Coping with the variability in humans reward during simulated human-robot interactions through the coordination of multiple learning strategies
This work addresses the problem of enabling robots to adapt to inconsistent human rewards in human-robot interaction, though it is incremental as it applies an existing algorithm to new scenarios.
The paper tackled the challenge of robots learning from variable human feedback by combining model-based and model-free reinforcement learning strategies in simulated human-robot interaction tasks, showing that the coordination algorithm achieved maximal performance with minimal computational cost and robustly handled feedback variability.

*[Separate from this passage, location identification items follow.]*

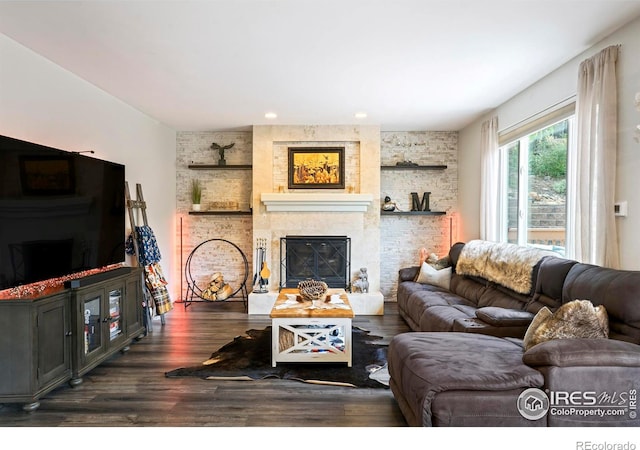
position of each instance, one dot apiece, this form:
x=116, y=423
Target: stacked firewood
x=218, y=289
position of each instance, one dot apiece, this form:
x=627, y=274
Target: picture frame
x=316, y=168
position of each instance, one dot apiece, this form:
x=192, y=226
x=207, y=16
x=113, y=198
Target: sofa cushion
x=443, y=318
x=438, y=277
x=576, y=319
x=549, y=282
x=617, y=290
x=502, y=317
x=422, y=365
x=583, y=352
x=510, y=265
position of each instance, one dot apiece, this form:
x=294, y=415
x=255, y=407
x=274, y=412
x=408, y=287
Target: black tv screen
x=61, y=212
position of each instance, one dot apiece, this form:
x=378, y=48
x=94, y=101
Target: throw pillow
x=576, y=319
x=429, y=275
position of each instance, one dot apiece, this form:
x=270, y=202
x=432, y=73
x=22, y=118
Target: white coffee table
x=308, y=332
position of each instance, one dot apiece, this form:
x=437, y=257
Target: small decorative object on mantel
x=196, y=194
x=388, y=205
x=221, y=149
x=406, y=164
x=417, y=205
x=311, y=290
x=362, y=283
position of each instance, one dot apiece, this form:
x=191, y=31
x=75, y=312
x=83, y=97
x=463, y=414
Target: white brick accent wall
x=398, y=239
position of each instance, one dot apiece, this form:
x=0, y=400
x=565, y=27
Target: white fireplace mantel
x=316, y=202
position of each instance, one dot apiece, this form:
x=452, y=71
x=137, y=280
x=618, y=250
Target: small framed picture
x=316, y=168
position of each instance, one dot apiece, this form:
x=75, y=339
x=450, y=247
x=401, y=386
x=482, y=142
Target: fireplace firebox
x=324, y=258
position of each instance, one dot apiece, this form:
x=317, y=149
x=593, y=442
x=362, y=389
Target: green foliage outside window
x=548, y=150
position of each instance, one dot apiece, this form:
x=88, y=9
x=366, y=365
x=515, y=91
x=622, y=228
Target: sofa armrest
x=408, y=273
x=503, y=317
x=583, y=352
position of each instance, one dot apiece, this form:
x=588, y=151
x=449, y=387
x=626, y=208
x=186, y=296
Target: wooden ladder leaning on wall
x=134, y=207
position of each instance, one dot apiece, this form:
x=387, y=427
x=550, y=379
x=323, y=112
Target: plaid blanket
x=157, y=285
x=147, y=246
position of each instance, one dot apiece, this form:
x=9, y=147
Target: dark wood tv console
x=56, y=338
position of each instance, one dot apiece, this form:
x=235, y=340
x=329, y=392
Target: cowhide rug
x=249, y=358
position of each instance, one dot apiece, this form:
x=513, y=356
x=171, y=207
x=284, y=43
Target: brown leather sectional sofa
x=464, y=363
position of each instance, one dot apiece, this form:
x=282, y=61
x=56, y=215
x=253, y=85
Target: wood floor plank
x=130, y=389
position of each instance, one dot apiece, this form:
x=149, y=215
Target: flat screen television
x=61, y=212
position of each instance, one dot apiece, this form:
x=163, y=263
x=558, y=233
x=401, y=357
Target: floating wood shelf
x=412, y=213
x=426, y=167
x=215, y=166
x=220, y=213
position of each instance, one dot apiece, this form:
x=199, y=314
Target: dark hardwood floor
x=130, y=389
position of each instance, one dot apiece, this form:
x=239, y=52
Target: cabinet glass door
x=92, y=329
x=115, y=317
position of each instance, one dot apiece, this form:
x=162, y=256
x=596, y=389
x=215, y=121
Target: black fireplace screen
x=325, y=258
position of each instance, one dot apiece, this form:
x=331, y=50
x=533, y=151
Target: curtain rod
x=545, y=111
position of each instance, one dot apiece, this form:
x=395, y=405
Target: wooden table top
x=287, y=306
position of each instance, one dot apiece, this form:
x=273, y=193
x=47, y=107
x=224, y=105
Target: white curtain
x=592, y=171
x=490, y=228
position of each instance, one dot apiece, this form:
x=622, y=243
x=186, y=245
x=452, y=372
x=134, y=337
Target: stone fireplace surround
x=355, y=214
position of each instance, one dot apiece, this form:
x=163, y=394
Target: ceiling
x=222, y=64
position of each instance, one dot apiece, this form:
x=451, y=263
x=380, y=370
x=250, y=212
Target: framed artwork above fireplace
x=316, y=168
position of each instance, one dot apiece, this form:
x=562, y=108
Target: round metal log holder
x=205, y=260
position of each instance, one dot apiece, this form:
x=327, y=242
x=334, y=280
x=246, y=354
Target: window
x=535, y=186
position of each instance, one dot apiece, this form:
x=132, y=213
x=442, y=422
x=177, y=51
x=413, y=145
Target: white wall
x=554, y=88
x=43, y=103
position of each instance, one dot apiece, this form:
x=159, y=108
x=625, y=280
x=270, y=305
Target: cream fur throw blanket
x=509, y=265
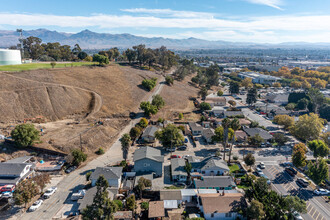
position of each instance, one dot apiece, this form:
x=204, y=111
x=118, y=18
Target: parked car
x=8, y=188
x=297, y=216
x=262, y=165
x=321, y=192
x=7, y=195
x=50, y=192
x=302, y=182
x=36, y=205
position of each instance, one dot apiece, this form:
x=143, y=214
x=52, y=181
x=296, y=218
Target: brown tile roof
x=156, y=209
x=219, y=203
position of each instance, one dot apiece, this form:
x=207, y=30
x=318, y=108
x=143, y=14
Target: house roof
x=107, y=172
x=150, y=131
x=149, y=153
x=156, y=209
x=219, y=203
x=177, y=167
x=215, y=181
x=170, y=195
x=123, y=215
x=12, y=169
x=253, y=131
x=209, y=163
x=195, y=127
x=208, y=133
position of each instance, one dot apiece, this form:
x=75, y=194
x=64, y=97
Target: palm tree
x=225, y=124
x=125, y=141
x=235, y=125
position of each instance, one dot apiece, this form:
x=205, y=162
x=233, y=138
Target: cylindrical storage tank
x=10, y=57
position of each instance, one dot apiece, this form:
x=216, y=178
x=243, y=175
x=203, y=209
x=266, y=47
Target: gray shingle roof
x=107, y=172
x=150, y=131
x=253, y=131
x=177, y=167
x=148, y=152
x=215, y=181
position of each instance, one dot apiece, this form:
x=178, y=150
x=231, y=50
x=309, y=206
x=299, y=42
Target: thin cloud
x=271, y=3
x=170, y=13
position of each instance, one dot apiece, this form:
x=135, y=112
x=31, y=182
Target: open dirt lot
x=72, y=100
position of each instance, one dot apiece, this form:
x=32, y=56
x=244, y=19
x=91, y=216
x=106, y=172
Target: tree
x=318, y=171
x=255, y=210
x=143, y=123
x=256, y=140
x=135, y=132
x=285, y=120
x=319, y=148
x=148, y=108
x=130, y=203
x=233, y=87
x=296, y=204
x=252, y=95
x=78, y=157
x=204, y=106
x=169, y=80
x=170, y=136
x=125, y=141
x=277, y=85
x=249, y=159
x=158, y=101
x=25, y=191
x=102, y=207
x=247, y=83
x=308, y=127
x=25, y=135
x=280, y=139
x=53, y=64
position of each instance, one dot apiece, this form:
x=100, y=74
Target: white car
x=321, y=192
x=36, y=205
x=50, y=192
x=262, y=165
x=297, y=216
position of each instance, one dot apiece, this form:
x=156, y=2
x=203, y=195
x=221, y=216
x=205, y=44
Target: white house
x=112, y=174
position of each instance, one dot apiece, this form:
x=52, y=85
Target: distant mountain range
x=92, y=40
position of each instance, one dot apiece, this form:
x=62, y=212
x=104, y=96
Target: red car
x=8, y=188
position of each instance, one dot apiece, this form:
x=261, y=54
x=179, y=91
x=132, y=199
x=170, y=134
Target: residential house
x=111, y=174
x=177, y=170
x=209, y=167
x=149, y=134
x=195, y=129
x=123, y=215
x=12, y=173
x=215, y=182
x=220, y=205
x=171, y=198
x=208, y=134
x=253, y=131
x=148, y=160
x=156, y=210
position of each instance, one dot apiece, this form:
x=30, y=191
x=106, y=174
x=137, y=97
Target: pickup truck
x=79, y=195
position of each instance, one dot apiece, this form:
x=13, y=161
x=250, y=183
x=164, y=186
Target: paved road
x=317, y=208
x=59, y=205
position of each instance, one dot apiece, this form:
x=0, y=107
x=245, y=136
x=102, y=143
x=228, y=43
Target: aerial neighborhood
x=117, y=126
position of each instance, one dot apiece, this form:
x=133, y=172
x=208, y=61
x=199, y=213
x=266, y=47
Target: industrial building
x=10, y=57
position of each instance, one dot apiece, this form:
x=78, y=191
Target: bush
x=100, y=151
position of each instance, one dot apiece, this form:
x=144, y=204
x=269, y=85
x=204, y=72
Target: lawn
x=233, y=168
x=32, y=66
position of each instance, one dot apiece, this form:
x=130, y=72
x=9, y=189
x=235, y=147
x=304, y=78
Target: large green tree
x=25, y=135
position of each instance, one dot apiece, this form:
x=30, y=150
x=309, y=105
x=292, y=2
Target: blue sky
x=266, y=21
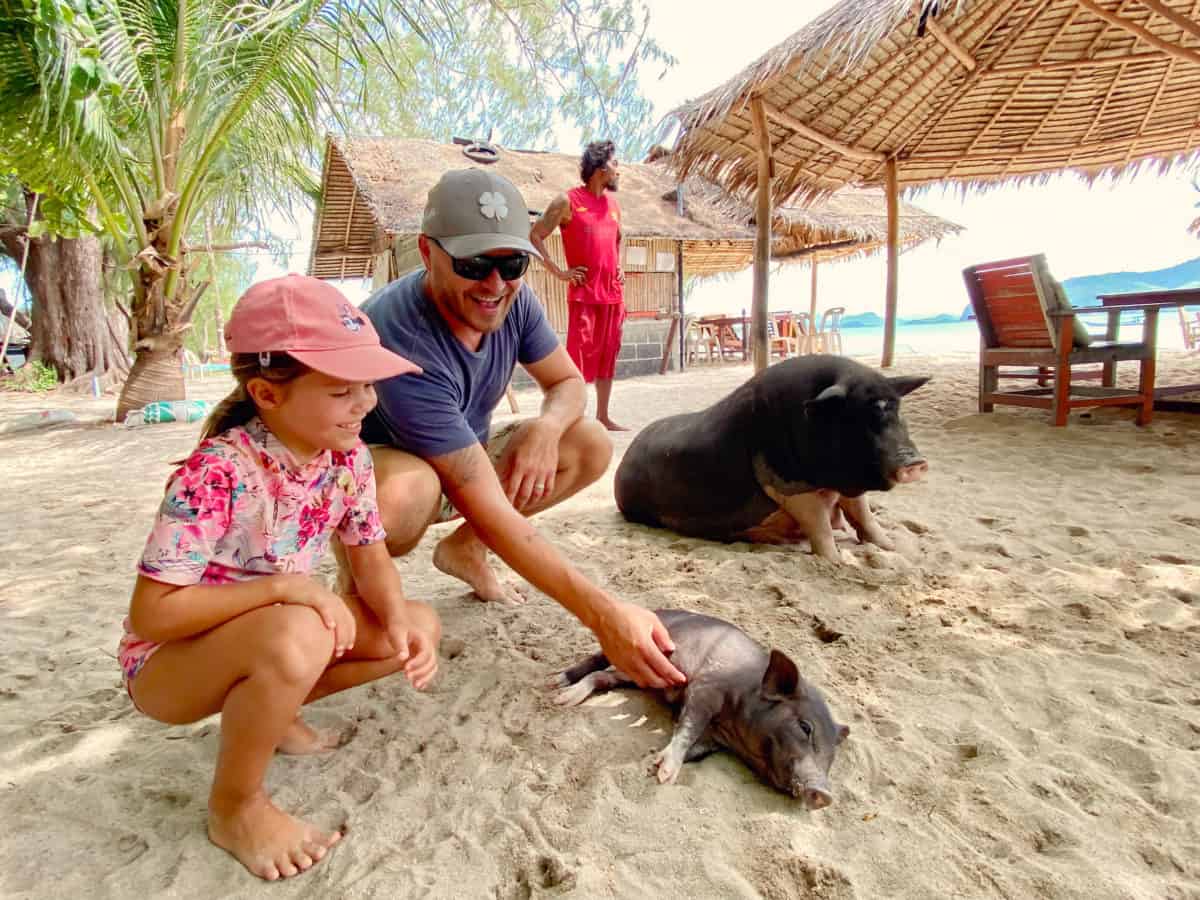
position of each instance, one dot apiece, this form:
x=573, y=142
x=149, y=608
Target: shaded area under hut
x=910, y=93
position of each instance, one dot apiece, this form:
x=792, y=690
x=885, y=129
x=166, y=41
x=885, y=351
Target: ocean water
x=957, y=337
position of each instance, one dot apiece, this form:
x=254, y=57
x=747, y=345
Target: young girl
x=225, y=616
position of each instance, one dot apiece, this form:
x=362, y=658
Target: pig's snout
x=816, y=798
x=815, y=795
x=912, y=472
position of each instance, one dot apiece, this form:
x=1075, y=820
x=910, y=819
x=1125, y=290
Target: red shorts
x=593, y=337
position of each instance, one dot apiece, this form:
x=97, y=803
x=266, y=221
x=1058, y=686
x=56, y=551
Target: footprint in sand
x=360, y=786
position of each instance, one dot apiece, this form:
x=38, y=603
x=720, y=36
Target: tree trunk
x=22, y=318
x=69, y=328
x=156, y=375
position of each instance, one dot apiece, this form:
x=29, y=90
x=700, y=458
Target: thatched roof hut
x=961, y=90
x=909, y=93
x=849, y=223
x=375, y=189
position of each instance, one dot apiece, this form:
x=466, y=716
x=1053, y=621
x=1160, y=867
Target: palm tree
x=166, y=115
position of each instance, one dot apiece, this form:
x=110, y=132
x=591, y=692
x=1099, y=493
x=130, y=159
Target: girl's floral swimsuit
x=240, y=508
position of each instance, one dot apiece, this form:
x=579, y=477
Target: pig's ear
x=828, y=399
x=781, y=677
x=907, y=384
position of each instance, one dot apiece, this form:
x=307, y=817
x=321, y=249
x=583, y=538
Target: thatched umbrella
x=907, y=93
x=851, y=222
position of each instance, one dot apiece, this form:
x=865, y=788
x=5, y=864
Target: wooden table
x=724, y=327
x=1159, y=300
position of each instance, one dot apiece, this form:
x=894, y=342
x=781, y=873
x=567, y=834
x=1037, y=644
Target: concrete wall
x=641, y=351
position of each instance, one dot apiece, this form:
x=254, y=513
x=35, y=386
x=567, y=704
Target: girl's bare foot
x=268, y=841
x=303, y=739
x=467, y=561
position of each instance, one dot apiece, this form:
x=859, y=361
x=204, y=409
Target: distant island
x=870, y=319
x=1085, y=289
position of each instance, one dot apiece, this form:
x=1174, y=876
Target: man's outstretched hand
x=636, y=642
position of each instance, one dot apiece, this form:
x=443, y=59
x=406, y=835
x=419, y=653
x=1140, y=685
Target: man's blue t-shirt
x=449, y=406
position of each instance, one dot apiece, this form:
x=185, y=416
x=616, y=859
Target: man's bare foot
x=268, y=841
x=467, y=561
x=303, y=739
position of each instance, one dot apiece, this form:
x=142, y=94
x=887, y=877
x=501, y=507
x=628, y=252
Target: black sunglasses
x=478, y=268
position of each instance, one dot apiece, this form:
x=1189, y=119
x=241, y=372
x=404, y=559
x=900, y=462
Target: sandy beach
x=1021, y=678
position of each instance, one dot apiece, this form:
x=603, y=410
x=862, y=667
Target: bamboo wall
x=651, y=280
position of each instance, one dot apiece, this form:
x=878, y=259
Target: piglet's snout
x=913, y=472
x=816, y=798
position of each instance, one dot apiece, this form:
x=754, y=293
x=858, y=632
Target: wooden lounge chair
x=1191, y=324
x=783, y=335
x=1026, y=321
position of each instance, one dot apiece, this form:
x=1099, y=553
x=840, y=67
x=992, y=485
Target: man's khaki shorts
x=497, y=441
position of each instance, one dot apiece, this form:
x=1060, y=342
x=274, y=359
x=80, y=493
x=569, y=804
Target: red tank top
x=589, y=239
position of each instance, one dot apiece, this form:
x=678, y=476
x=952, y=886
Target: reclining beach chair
x=1026, y=321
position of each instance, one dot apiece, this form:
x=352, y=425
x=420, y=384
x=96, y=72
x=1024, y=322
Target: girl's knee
x=298, y=647
x=426, y=619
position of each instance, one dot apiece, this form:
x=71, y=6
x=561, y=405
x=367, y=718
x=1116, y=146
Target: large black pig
x=737, y=697
x=779, y=460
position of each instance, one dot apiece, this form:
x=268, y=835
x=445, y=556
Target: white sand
x=1020, y=678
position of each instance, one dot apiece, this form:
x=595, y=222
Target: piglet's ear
x=781, y=677
x=907, y=384
x=828, y=399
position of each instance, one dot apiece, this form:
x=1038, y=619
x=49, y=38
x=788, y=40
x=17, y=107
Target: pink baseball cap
x=312, y=322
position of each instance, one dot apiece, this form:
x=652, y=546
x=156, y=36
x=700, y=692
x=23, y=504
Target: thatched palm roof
x=990, y=91
x=850, y=222
x=373, y=189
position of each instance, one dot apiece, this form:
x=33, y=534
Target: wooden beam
x=1167, y=12
x=1187, y=136
x=1128, y=59
x=757, y=335
x=810, y=340
x=1146, y=35
x=943, y=37
x=889, y=300
x=793, y=124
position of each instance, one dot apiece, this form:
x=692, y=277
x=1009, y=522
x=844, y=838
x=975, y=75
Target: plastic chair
x=827, y=337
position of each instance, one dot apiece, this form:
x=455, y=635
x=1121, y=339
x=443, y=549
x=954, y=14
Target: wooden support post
x=810, y=340
x=889, y=303
x=683, y=323
x=761, y=243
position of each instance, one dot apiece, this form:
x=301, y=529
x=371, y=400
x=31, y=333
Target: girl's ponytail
x=235, y=409
x=239, y=408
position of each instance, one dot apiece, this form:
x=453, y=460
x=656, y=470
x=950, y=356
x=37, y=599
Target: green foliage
x=231, y=275
x=510, y=70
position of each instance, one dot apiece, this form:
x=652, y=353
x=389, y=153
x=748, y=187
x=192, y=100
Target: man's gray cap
x=473, y=211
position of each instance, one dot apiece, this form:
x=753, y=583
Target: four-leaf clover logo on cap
x=492, y=204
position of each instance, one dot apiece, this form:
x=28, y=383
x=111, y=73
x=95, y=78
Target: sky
x=1138, y=225
x=1134, y=226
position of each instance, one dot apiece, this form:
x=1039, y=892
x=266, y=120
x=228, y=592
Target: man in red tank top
x=589, y=219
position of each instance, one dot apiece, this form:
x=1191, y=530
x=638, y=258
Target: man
x=591, y=223
x=466, y=319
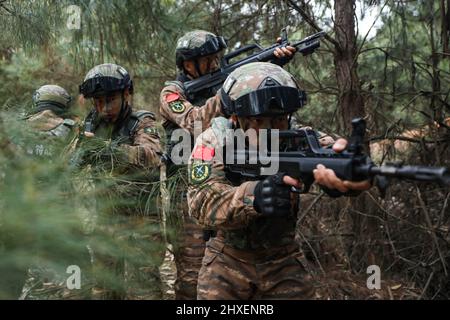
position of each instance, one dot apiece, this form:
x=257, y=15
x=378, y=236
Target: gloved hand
x=273, y=196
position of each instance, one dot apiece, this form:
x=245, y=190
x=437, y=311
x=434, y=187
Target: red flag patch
x=203, y=153
x=171, y=97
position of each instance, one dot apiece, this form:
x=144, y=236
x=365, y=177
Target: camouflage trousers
x=234, y=274
x=127, y=254
x=189, y=248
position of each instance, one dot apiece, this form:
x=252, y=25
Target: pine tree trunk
x=351, y=102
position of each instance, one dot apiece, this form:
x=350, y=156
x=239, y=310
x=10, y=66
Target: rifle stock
x=212, y=82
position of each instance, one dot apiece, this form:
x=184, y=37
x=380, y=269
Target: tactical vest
x=127, y=128
x=170, y=127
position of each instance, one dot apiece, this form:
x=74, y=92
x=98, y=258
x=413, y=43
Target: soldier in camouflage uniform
x=128, y=245
x=51, y=117
x=197, y=54
x=254, y=254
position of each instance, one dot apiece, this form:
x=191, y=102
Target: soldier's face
x=108, y=107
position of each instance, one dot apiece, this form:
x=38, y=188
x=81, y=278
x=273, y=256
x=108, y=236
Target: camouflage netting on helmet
x=52, y=95
x=252, y=76
x=194, y=39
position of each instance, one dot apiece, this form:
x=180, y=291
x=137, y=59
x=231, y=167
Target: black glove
x=272, y=196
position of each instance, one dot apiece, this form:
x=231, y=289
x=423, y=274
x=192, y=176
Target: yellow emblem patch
x=177, y=106
x=200, y=171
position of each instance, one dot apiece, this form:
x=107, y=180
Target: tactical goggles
x=265, y=102
x=212, y=45
x=101, y=86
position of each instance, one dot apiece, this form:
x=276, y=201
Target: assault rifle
x=300, y=153
x=212, y=82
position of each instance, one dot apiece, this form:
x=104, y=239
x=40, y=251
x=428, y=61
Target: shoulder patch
x=203, y=153
x=141, y=114
x=151, y=130
x=177, y=106
x=200, y=171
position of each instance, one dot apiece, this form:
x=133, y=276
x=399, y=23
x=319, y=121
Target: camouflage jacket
x=49, y=124
x=137, y=136
x=176, y=109
x=224, y=202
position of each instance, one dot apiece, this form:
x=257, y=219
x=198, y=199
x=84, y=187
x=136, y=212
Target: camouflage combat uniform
x=252, y=256
x=179, y=112
x=127, y=242
x=50, y=118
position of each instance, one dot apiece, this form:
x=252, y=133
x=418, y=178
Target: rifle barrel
x=418, y=173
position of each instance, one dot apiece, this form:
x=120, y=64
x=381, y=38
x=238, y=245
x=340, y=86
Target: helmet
x=104, y=79
x=51, y=96
x=196, y=44
x=261, y=89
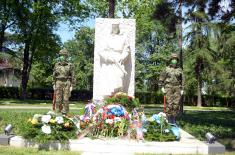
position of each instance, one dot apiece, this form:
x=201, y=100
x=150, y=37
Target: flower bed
x=49, y=127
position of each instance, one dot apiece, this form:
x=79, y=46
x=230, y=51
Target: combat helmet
x=64, y=52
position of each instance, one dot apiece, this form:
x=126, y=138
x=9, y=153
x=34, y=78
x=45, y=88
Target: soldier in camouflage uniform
x=63, y=81
x=171, y=82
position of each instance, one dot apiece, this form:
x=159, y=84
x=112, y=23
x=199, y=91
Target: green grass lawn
x=196, y=122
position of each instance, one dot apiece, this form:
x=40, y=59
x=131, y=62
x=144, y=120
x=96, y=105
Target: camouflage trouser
x=173, y=98
x=62, y=95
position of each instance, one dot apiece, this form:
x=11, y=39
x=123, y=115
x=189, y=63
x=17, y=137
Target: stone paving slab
x=187, y=145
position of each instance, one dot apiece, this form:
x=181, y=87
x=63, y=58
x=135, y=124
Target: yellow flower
x=34, y=121
x=52, y=121
x=66, y=124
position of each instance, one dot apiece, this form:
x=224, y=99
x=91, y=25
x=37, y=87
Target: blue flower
x=156, y=118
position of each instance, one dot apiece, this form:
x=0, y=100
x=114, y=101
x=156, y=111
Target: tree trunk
x=180, y=51
x=2, y=37
x=199, y=93
x=25, y=77
x=111, y=8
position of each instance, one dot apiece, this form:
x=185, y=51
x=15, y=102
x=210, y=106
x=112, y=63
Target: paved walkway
x=77, y=108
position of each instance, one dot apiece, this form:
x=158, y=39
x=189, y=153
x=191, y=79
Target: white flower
x=162, y=114
x=59, y=120
x=46, y=118
x=46, y=129
x=109, y=121
x=51, y=113
x=36, y=116
x=166, y=131
x=117, y=119
x=144, y=130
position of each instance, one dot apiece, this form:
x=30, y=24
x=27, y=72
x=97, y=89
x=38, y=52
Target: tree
x=35, y=23
x=7, y=19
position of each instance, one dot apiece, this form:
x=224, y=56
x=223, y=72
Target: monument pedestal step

An important current challenge in Human-Robot Interaction (HRI) is to enable robots to learn on-the-fly from human feedback. However, humans show a great variability in the way they reward robots. We propose to address this issue by enabling the robot to combine different learning strategies, namely model-based (MB) and model-free (MF) reinforcement learning. We simulate two HRI scenarios: a simple task where the human congratulates the robot for putting the right cubes in the right boxes, and a more complicated version of this task where cubes have to be placed in a specific order. We show that our existing MB-MF coordination algorithm previously tested in robot navigation works well here without retuning parameters. It leads to the maximal performance while producing the same minimal computational cost as MF alone. Moreover, the algorithm gives a robust performance no matter the variability of the simulated human feedback, while each strategy alone is impacted by this variability. Overall, the results suggest a promising way to promote robot learning flexibility when facing variable human feedback.